Filmado numa mina algures na Bósnia, Aragane pretende mostrar o esforço físico do trabalho mineiro. A economia mundial baseada ainda em recursos não-renováveis transforma esta indústria numa das mais necessárias mas, como em quase tudo, a ideia que os trabalhadores são todos substituíveis e se deve investir o mínimo para retirar o máximo lucro possível faz com que a realidade destes seja miserável. Mal pagos e quase sem protecção (capacete e nada mais), estes homens trabalham em turnos de 8 horas de esforço e escuridão contínuos.

Mais uma reportagem fotográfica que um filme, Aragane, de Kaori Oda, acaba por fascinar-se mais com o jogo de luzes na mina do que com a humanidade literalmente debaixo dela (as luzes estão nos capacetes). E é com esse pequeno desvio que se perde qualquer boa vontade na intenção inicial da realizadora. Como outros filmes em competição no Doclisboa, Aragane, apesar do título (aragane quer dizer “minério” em japonês) e da declaração de intenções da realizadora, é apenas mais um daqueles filmes experimentalistas que se fica pela forma e aliena o público.
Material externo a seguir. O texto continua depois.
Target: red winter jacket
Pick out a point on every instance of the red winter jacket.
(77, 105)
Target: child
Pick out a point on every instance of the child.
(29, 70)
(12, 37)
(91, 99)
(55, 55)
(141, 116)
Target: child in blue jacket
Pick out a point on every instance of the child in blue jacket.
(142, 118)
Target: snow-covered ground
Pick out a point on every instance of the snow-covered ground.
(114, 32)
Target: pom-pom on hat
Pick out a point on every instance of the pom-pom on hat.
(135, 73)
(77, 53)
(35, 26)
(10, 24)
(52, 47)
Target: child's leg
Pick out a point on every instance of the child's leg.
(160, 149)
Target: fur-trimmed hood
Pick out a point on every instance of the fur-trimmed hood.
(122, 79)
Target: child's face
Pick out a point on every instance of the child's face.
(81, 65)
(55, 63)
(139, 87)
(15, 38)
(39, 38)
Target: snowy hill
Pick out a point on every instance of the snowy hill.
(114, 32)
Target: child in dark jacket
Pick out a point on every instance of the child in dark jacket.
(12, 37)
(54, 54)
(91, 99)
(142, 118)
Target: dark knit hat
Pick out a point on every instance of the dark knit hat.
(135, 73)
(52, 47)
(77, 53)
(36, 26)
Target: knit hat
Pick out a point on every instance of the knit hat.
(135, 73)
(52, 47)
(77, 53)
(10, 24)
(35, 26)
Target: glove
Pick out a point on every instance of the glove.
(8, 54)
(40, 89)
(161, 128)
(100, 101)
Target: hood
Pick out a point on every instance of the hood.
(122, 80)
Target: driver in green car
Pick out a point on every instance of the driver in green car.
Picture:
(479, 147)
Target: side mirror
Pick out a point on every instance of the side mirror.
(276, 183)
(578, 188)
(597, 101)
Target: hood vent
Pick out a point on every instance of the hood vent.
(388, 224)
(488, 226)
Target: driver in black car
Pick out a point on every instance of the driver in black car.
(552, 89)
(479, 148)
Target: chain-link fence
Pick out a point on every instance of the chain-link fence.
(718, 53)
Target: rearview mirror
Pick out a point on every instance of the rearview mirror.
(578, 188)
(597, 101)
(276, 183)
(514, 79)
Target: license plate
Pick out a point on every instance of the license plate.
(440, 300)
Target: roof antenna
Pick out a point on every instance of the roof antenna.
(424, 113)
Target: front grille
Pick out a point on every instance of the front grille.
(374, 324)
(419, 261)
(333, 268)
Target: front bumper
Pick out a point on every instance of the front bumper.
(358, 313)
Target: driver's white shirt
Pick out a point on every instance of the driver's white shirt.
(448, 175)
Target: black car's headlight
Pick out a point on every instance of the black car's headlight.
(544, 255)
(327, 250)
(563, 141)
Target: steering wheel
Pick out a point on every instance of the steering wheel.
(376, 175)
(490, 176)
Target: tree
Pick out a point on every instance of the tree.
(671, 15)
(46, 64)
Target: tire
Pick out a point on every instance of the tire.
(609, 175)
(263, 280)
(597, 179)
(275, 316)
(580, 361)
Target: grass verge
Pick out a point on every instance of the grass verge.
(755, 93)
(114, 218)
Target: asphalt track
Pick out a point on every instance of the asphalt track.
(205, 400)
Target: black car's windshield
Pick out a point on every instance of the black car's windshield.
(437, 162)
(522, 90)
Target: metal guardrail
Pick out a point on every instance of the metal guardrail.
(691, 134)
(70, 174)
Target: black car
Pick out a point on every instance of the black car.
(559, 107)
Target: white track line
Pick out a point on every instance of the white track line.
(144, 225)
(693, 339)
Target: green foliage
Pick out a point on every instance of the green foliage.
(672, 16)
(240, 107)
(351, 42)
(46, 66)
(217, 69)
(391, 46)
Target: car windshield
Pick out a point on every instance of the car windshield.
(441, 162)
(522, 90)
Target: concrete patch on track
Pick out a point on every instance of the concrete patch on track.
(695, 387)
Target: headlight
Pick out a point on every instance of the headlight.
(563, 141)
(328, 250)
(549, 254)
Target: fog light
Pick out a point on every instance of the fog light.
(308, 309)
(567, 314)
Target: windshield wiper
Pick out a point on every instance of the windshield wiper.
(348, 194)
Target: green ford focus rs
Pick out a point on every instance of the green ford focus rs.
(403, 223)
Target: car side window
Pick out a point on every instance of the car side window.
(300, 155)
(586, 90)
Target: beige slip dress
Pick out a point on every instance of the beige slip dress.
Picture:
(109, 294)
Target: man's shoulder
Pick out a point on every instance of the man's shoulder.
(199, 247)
Qualquer pessoa que tenha feito uma visita guiada num museu (especialmente aquelas que se focam só numa obra) sabe como o que vêem se abre com as explicações e as histórias que são contadas. A opacidade do simbolismo e da imediatidade (a pintura é um meio denso) desenrolam-se com ajuda do verbal, permitindo atingir uma profundidade que não é acessível ao leigo. Um filme, como trabalha com o tempo e a palavra, para além da imagem, não deveria necessitar de uma visita guiada para se compreender mais do que uma meta-narrativa sobre a sua produção ou o contexto em que foi feito. No entanto, estes filmes, não só não são suficientes no que apresentam, como são intelectualmente desonestos para com os seus conteúdos e o público.

O Melhor: A imagem.
O Pior: A desonestidade intelectual.